Rabbi Phil Cohen lives in Greensboro, N.C., where his wife is the director of Jewish Family Services. He travels to Albany twice a month for services at B’nai Israel, a Reform synagogue. The other weeks, services are lay-led.

For the holidays, the synagogue doesn’t have a cantor, but it does have a professional quartet, with one member driving to southwest Georgia from New York to provide “exceptional music” for services, the rabbi said.

The congregation will recite Tashlich prayers together during Rosh Hashanah, and it will share food when people break their fasts after Yom Kippur. Though he has been going to Albany for less than a year, Rabbi Cohen said he has developed a feel for the congregation.

“The holidays are a magnet for any Jewish community,” the rabbi said. He plans to use the holidays to introduce himself to the full congregation, which includes 50 families.

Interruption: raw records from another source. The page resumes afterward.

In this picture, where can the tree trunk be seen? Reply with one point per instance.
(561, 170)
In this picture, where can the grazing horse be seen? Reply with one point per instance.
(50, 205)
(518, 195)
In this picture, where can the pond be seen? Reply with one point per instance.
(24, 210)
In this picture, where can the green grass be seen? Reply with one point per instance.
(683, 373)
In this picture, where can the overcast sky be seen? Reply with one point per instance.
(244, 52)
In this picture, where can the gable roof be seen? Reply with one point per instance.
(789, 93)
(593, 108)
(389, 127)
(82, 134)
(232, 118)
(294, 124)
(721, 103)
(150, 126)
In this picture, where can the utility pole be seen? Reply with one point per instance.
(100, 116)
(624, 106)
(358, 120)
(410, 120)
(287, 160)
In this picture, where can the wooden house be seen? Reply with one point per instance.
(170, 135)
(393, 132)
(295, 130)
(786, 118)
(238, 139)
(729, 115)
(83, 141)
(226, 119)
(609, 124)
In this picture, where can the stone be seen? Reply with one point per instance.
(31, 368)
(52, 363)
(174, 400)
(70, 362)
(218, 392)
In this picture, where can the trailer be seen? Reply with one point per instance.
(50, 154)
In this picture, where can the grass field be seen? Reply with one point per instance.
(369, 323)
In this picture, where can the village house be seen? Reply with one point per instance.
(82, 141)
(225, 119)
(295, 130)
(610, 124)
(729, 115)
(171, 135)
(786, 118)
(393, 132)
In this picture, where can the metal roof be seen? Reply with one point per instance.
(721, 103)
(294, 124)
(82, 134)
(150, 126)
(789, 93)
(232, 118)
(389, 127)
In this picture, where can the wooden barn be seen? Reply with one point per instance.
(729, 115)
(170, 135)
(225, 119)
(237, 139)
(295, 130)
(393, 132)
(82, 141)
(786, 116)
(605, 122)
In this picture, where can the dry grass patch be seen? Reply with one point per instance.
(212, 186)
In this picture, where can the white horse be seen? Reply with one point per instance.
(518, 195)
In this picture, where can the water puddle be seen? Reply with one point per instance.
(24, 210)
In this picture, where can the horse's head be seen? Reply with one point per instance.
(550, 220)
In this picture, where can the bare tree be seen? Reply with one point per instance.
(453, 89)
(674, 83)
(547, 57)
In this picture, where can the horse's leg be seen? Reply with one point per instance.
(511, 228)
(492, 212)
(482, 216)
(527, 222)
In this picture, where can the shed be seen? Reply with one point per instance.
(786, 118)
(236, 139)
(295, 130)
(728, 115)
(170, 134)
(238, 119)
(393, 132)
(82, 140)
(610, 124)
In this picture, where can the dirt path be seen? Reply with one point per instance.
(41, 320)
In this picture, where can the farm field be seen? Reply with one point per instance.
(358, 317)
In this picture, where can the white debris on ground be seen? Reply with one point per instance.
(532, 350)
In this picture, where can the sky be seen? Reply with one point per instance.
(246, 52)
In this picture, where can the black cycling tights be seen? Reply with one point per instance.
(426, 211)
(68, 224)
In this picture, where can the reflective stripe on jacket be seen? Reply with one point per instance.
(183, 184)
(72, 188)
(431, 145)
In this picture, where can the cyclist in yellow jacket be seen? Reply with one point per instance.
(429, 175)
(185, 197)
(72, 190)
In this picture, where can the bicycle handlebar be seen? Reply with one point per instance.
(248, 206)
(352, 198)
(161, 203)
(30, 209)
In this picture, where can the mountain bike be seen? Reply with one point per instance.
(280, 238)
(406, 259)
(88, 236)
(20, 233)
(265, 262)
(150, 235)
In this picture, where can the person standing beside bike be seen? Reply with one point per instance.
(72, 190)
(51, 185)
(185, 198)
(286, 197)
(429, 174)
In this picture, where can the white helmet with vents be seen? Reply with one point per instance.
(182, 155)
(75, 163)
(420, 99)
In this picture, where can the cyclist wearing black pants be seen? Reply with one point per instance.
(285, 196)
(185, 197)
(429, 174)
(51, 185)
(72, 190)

Many of those families have adult children who will return to Albany for the High Holidays. “I’m going to use them to sketch out what I would like to see the congregation doing and how I would like it to mature over the next year,” Rabbi Cohen said. “I want to talk about how we can respond to the problems in Houston.”

The synagogue has a small religious school, and the rabbi said he has engaged with the Goldring/Woldenberg Institute of Southern Jewish Life in Jackson, Miss., to obtain a curriculum.

Businessman Steve Fink is the president of B’nai Israel. A native of Albany, Fink, 71, joined the synagogue in 1972 when he returned to town after attending college and working for a while.

When he was growing up, he said, the congregation had a full-time rabbi, a practice that continued until “the congregation dwindled and we couldn’t afford it.”

At B’nai Israel, Fink said, someone can be a member as long as he or she isn’t practicing another religion, regardless of whether that person is Jewish. A large number of members are married to non-Jews.

Most members are senior citizens, he said, and only three families have children in Sunday school.

“It’s difficult to get people to hold office,” Fink said. He is the president of the congregation for the third time and is entering the last year of his three-year term. “Getting older people to participate isn’t easy.”